The global Muslim population is currently estimated at 1.8 billion people, comprising twenty-four percent of the total global population. The United States alone is home to 3.45 million Muslim individuals. Further, both global and national Muslim populations are predicted to grow rapidly over the next half-century. The Pew Research Foundation predicts that between 2015 and 2060, the global Muslim population will grow over twice as fast as the overall world population and that by 2050, the Muslim population in America will reach 8.1 million. These changes would make Muslims the second-largest religious group in the United States and the largest religious group in the world by the second half of this century.
Yet, from a legal standpoint, American courts are still not familiar with many aspects of Islamic legal and cultural traditions. Nowhere is this more apparent than in the context of Islamic marriage. Marriage is a particularly complex area of family law because it is not singularly a civil matter, but instead a fusion of legal rules, religious practices, and socio-cultural expectations and norms. Judicial interpretations in United States courts of Islamic marriage contracts reflect this complexity.

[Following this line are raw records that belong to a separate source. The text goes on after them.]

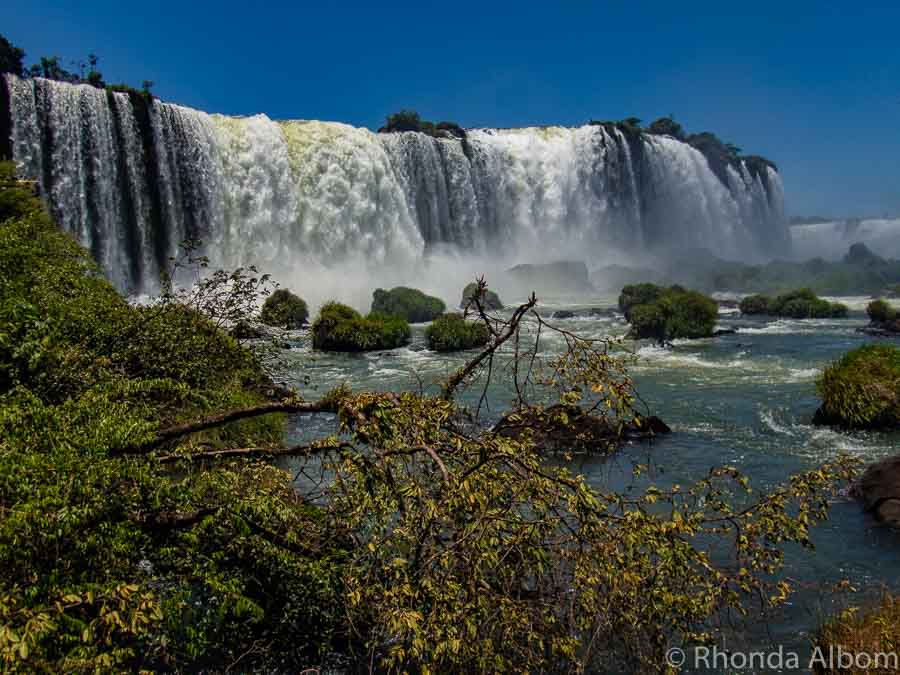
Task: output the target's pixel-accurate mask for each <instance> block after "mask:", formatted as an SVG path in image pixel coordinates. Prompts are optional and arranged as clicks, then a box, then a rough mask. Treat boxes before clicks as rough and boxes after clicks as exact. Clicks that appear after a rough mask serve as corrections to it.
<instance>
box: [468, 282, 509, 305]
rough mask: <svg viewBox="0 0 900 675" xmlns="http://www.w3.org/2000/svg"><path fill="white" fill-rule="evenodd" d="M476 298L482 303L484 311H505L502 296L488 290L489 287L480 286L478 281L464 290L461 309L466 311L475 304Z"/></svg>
mask: <svg viewBox="0 0 900 675" xmlns="http://www.w3.org/2000/svg"><path fill="white" fill-rule="evenodd" d="M475 298H478V299H479V300H480V301H481V306H482V307H484V309H487V310H491V311H495V310H498V309H503V301H502V300H500V296H499V295H497V293H495V292H494V291H492V290H490V289H488V287H487V286H484V287H481V286H479V284H478V282H476V281H473V282H471V283H468V284H466V287H465V288H463V296H462V300H460V303H459V306H460V308H462V309H465V308H466V307H468V306H469V305H471V304H473V300H474V299H475Z"/></svg>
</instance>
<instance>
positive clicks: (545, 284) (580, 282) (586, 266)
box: [506, 260, 594, 296]
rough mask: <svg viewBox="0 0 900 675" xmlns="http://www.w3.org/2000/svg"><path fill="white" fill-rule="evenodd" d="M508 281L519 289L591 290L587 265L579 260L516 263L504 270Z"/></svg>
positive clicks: (560, 292) (555, 290) (566, 291)
mask: <svg viewBox="0 0 900 675" xmlns="http://www.w3.org/2000/svg"><path fill="white" fill-rule="evenodd" d="M506 277H507V279H508V280H509V282H510V283H511V284H512V285H514V286H516V287H517V288H518V289H519V290H520V291H526V292H530V291H535V292H536V293H537V294H538V296H540V295H541V294H542V293H543V294H546V293H565V292H571V291H575V292H585V291H593V290H594V286H593V285H592V284H591V281H590V278H589V277H588V270H587V265H585V264H584V263H583V262H581V261H574V260H561V261H559V262H554V263H548V264H546V265H516V266H515V267H511V268H510V269H508V270H506Z"/></svg>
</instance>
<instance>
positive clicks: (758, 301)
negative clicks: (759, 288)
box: [740, 295, 770, 315]
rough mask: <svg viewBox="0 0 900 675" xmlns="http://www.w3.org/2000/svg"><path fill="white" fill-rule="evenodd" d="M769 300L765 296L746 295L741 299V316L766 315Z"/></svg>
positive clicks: (768, 304)
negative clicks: (747, 295) (765, 314)
mask: <svg viewBox="0 0 900 675" xmlns="http://www.w3.org/2000/svg"><path fill="white" fill-rule="evenodd" d="M769 302H770V300H769V298H768V296H765V295H748V296H747V297H746V298H742V299H741V304H740V309H741V314H751V315H752V314H768V313H769Z"/></svg>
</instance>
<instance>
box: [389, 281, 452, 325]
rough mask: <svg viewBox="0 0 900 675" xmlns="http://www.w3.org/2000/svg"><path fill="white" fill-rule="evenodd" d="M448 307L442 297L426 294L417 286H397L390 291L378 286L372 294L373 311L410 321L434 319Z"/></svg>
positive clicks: (430, 320)
mask: <svg viewBox="0 0 900 675" xmlns="http://www.w3.org/2000/svg"><path fill="white" fill-rule="evenodd" d="M446 309H447V308H446V306H445V305H444V302H443V301H442V300H441V299H440V298H435V297H434V296H431V295H425V294H424V293H423V292H422V291H420V290H417V289H415V288H406V287H404V286H397V287H396V288H392V289H391V290H389V291H386V290H384V289H382V288H378V289H376V290H375V292H374V293H373V294H372V312H374V313H378V314H386V315H388V316H399V317H400V318H402V319H405V320H406V321H409V322H410V323H424V322H425V321H433V320H434V319H436V318H437V317H439V316H440V315H441V314H443V313H444V310H446Z"/></svg>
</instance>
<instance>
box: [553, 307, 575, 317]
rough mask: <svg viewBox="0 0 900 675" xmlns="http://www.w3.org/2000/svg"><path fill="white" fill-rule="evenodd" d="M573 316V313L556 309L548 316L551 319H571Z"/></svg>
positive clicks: (567, 309)
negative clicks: (549, 317)
mask: <svg viewBox="0 0 900 675" xmlns="http://www.w3.org/2000/svg"><path fill="white" fill-rule="evenodd" d="M574 316H575V312H573V311H572V310H569V309H558V310H556V311H555V312H553V314H551V315H550V318H551V319H571V318H573V317H574Z"/></svg>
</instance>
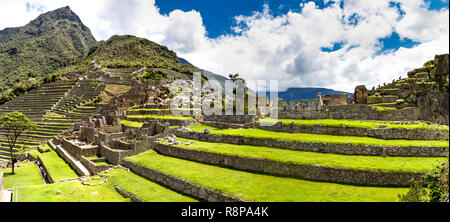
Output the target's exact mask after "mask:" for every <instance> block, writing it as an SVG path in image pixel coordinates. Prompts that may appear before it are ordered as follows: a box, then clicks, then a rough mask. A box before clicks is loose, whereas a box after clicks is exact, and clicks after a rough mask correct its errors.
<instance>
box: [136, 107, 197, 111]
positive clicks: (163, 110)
mask: <svg viewBox="0 0 450 222" xmlns="http://www.w3.org/2000/svg"><path fill="white" fill-rule="evenodd" d="M169 110H170V109H149V108H132V109H130V110H129V111H169ZM175 110H179V111H186V110H188V111H193V110H201V109H198V108H196V109H194V108H176V109H175Z"/></svg>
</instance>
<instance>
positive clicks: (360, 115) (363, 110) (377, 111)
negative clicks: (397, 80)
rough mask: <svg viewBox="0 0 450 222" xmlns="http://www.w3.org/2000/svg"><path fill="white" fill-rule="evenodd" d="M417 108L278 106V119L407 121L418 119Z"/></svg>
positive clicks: (417, 110)
mask: <svg viewBox="0 0 450 222" xmlns="http://www.w3.org/2000/svg"><path fill="white" fill-rule="evenodd" d="M419 117H420V111H419V109H418V108H407V109H401V110H386V111H376V110H373V109H372V108H371V107H370V106H368V105H365V104H352V105H346V106H324V107H322V108H321V109H320V110H308V111H298V110H283V108H282V107H279V111H278V119H352V120H386V121H408V120H419V119H420V118H419Z"/></svg>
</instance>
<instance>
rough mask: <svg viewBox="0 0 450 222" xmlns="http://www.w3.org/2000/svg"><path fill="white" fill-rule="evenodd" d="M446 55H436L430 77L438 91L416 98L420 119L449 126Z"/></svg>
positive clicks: (447, 62) (447, 89)
mask: <svg viewBox="0 0 450 222" xmlns="http://www.w3.org/2000/svg"><path fill="white" fill-rule="evenodd" d="M448 56H449V55H448V54H445V55H437V56H436V57H435V59H434V64H433V65H434V66H433V67H432V68H431V70H430V77H431V78H432V79H433V80H434V81H436V82H437V84H438V86H439V89H436V90H433V91H431V92H428V93H426V94H425V95H422V96H419V97H418V102H417V106H418V107H419V108H420V111H421V118H422V119H423V120H428V121H432V122H436V123H439V124H445V125H448V124H449V92H448V87H449V61H448Z"/></svg>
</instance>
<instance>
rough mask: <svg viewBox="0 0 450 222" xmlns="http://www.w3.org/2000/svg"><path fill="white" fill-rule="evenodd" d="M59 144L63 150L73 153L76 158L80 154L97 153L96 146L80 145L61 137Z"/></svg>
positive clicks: (77, 158)
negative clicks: (79, 145) (63, 148)
mask: <svg viewBox="0 0 450 222" xmlns="http://www.w3.org/2000/svg"><path fill="white" fill-rule="evenodd" d="M61 144H62V146H63V148H64V149H65V150H67V151H68V152H69V153H70V154H72V155H74V156H75V157H76V158H77V159H80V158H81V156H96V155H97V154H98V146H92V147H80V146H77V145H75V144H73V143H72V142H70V141H68V140H66V139H65V138H62V140H61Z"/></svg>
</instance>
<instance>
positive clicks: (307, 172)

In particular, U.S. courts struggle to interpret provisions within Islamic marriage contracts, called mahr provisions, which regulate the division of property in the case of certain types of divorce. This confusion is due in large part to a misunderstanding of the context and function of the mahr, leading courts to either invalidate these provisions blanketly or otherwise improperly treat mahr agreements as prenuptial contracts. Another common issue presents itself when parties seek enforcement of a mahr agreement that was part of a divorce obtained outside of the United States, specifically when the divorce was achieved through the unilateral method of talaq. Cases demonstrate a multitude of court outcomes, often inconsistent with one another. What results is unreliable holdings, unclear precedent, a disregard for party intentions, and, ultimately, a perverse incentive for either husband or wife (and sometimes both) to seek opportunistic enrichment in a court with little knowledge of the cultural and religious context of these agreements.
This Note suggests that the solution to this chaos is not simply to instruct American judges on the intricacies of Islamic law and marriages (although that certainly would not worsen the issue). Instead, a pluralist approach to Islamic marriages should be adopted, similar to the stance courts have taken on Jewish legal arbitration tribunals. Under this regime, Islamic arbitrators would serve as an alternative to civil courts in resolving conflicts involving mahr agreements, under the oversight of secular law. This approach would not only ensure protection of basic rights, but would also encourage self-regulation by the religious arbitral body to conform to fundamental civil family law principles of due process and equal protection. Finally, it would recognize and validate that there is more than one conception of marriage and divorce within American society.